A.  You’re right, I’m not a patient man, and I am on the side of the elk and deer.  Will you get to the point?

 

Q.  Oh!  Don’t be so jumpy.  Anyhoo, we had a spinach salad with watermelon radishes and a Marsala vinaigrette dressing.  Longfellow thought they were sliced kiwi.  They were so tasty, not as strong as regular radishes which I’ve never liked.  Do you know anything about watermelon radishes? 

 






          A.  Well, I’m happy that you’re finding a place for yourself up here in Flagstaff.  Maybe it’s the clean air.  Smog tends to lower one’s tastes.   Now, to watermelon radishes which are officially called Raphanus sativus.   Indeed, they add a touch of class.

          First, they’re easy to grow.  Now’s the time to plant the seeds when it starts to warm up.  They’re really an heirloom Chinese daikon although they look like a parsnip, a princess incognito, but when opened up, they’re a gorgeous fuchsia.  Unlike a lot of beauties, they’re low maintenance.  Fast growing, they need sun.  Before planting in compost enriched soil, dig in a 5-10-10 fertilizer.  Plant the seeds about ½ an inch deep, and then thin the plants to 3 inches apart.  A couple of weeks after they sprout, use a 20-10-0 fertilizer.  Unlike tomatoes, where the fruit is eaten, with radishes the plant is eaten so it needs lots of nitrogen.  They’re best eaten when about 2½ to 3 inches in diameter.  They should mature in about 53 days and can be sown throughout the summer. 
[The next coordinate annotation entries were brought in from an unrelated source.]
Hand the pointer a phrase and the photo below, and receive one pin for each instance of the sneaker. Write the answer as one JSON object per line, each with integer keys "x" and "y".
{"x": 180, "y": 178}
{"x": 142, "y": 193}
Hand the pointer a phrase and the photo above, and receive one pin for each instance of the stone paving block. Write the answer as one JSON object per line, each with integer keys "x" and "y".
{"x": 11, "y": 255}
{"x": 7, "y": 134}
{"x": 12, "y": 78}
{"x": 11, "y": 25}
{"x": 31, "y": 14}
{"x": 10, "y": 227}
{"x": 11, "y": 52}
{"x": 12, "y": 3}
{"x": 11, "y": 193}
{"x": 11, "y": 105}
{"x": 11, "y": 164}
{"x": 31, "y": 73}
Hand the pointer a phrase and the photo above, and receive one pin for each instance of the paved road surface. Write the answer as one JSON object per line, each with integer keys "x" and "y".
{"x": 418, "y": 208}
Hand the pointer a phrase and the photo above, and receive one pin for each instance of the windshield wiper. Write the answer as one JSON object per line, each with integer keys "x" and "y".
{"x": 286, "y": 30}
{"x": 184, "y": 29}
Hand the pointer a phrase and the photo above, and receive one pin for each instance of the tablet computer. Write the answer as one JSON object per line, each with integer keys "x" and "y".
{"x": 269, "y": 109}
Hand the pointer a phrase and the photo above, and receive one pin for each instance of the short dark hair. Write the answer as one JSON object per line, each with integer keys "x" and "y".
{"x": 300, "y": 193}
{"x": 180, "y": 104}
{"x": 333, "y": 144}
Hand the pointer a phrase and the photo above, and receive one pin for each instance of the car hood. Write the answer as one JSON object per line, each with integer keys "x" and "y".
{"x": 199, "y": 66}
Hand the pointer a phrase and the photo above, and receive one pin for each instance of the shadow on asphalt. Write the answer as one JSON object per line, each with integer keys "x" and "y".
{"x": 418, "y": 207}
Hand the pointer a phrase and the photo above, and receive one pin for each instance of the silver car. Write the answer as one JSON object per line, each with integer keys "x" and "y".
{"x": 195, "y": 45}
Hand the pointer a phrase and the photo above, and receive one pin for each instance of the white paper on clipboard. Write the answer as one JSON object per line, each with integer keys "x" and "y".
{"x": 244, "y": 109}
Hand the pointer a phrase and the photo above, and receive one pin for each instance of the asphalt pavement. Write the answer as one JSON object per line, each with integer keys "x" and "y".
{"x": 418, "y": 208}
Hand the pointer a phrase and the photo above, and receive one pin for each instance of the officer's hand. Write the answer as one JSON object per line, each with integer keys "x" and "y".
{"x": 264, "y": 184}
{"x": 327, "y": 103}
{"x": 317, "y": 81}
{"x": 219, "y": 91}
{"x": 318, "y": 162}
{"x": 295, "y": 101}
          They’re crunchy and sweet with a hint of spice, a very sophisticated vegetable.  Nutritious, they stimulate digestion and are thus especially useful after a dinner with too much fat and alcohol.  They also help with cholesterol levels and blood pressure.  They’re just right for those who live too well and the fast food low fashion types.  Eaten fresh, cooked, roasted, pickled, they shine as crudités.  They go well with  apples, cheese, vinaigrette, bacon, and cucumbers.

          They’re good for you, taste great, and are high-toned.  Along with Bach, Shakespeare, and Gorgonzola Encrusted Filet, you can add a spinach salad with watermelon radishes for that hochkultur encounter you’re planning for the end of the runway.

 

Q.     You don’t have to be such a smart ass, Answer Man.